Lord Nikola didn’t respond to that for a few moments, and Wisteria wondered if she’d offended him this time. When he spoke at last, he said, “You know a great deal about my family’s affairs.”
She wasn’t sure what to make of that. “My parents and yours were keen on the engagement idea. Until we met, anyway. We did research. Due diligence.”
“So… what would your strategy be? For increasing revenue or net income.”
“Oh, I’d have to look over everything again, but selling mineral rights comes to mind. Or rather, arrange a long-term lease to a mining company, since one cannot sell rights on entailed property. A mine would have the added benefit of attracting people to the area. So you’d want to plough your lease receipts into housing convenient to the mine site. And storefronts, of course—” Wisteria broke off. “I’m sorry, my lord, I don’t know how many details you wished to hear.”
He smiled at her. “All of them, I think. What if the mine doesn’t work out, for whatever reason? We’ve got empty housing in the area already.”
“You can spread some of that risk to your partner, by having the lease contract spell out how many people they’ll be employing in the area and forfeits if they don’t fulfill those terms. Perhaps discounts if they do better, though you want to be sure their estimates are solid – you don’t want to incentivize them to lowball their figures—” Wisteria’s free hand fluttered as she spoke.
They took another few turns about the garden, talking until they grew hoarse, at which point Wisteria recollected herself enough to take her guest back into the house and serve him tea. Over china cups and an atlas of Newlant, they continued the discussion in, if not all the details, at least a great many of them. The conversation meandered often, digressing into side-topics on history or markets, or to personal matters like how to manage family expectations.

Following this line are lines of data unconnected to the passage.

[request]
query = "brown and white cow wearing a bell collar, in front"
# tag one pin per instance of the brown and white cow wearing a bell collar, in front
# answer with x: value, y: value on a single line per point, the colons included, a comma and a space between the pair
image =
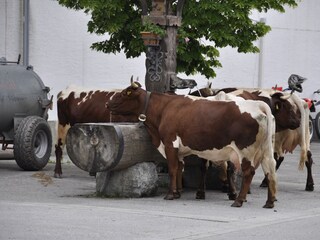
x: 237, y: 130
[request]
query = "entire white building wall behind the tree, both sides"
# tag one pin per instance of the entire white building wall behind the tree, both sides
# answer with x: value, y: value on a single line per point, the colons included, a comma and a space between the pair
x: 60, y: 50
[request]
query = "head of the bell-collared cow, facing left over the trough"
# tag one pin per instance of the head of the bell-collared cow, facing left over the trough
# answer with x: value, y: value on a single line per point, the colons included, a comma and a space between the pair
x: 130, y: 101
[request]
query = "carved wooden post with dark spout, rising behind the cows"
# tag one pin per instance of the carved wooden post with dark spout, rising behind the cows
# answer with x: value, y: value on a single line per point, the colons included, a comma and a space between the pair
x: 161, y: 61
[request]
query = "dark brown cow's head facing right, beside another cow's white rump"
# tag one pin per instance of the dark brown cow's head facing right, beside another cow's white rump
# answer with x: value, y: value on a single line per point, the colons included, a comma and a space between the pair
x: 285, y: 113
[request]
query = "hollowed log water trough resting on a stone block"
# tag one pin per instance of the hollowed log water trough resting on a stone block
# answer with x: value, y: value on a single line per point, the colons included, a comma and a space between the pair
x: 98, y: 147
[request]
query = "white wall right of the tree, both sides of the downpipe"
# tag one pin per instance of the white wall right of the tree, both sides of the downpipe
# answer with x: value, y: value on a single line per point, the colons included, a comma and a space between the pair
x: 292, y: 46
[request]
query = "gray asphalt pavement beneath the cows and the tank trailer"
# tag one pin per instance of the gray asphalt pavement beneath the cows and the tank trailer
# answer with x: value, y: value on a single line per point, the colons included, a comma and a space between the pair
x: 34, y: 205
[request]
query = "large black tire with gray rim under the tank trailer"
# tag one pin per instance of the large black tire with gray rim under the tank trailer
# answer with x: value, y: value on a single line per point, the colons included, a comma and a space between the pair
x: 32, y: 143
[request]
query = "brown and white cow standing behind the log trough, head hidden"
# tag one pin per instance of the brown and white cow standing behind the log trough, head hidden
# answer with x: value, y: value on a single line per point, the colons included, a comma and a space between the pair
x: 76, y: 105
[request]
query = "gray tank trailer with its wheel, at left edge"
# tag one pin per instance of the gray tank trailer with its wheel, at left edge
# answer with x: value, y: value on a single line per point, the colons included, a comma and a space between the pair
x: 24, y: 105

The latter was more commiseration than collaboration: Lord Nikola didn’t appear to have much better luck getting his family to understand him than she did with her own, albeit for different reasons.
At length, Betsy arrived in the parlor to inquire diffidently, “Mistress wishes to ask, will his lordship stay for dinner?”
Which prompted Lord Nikola to check the time. “Is it so late already? I apologize, Miss Vasilver, I’d no intention of keeping you so long – no, thank you, I cannot stay to dinner, I’ve another engagement.” He took his leave with another hurried thanks-and-apology, and a promise to call again.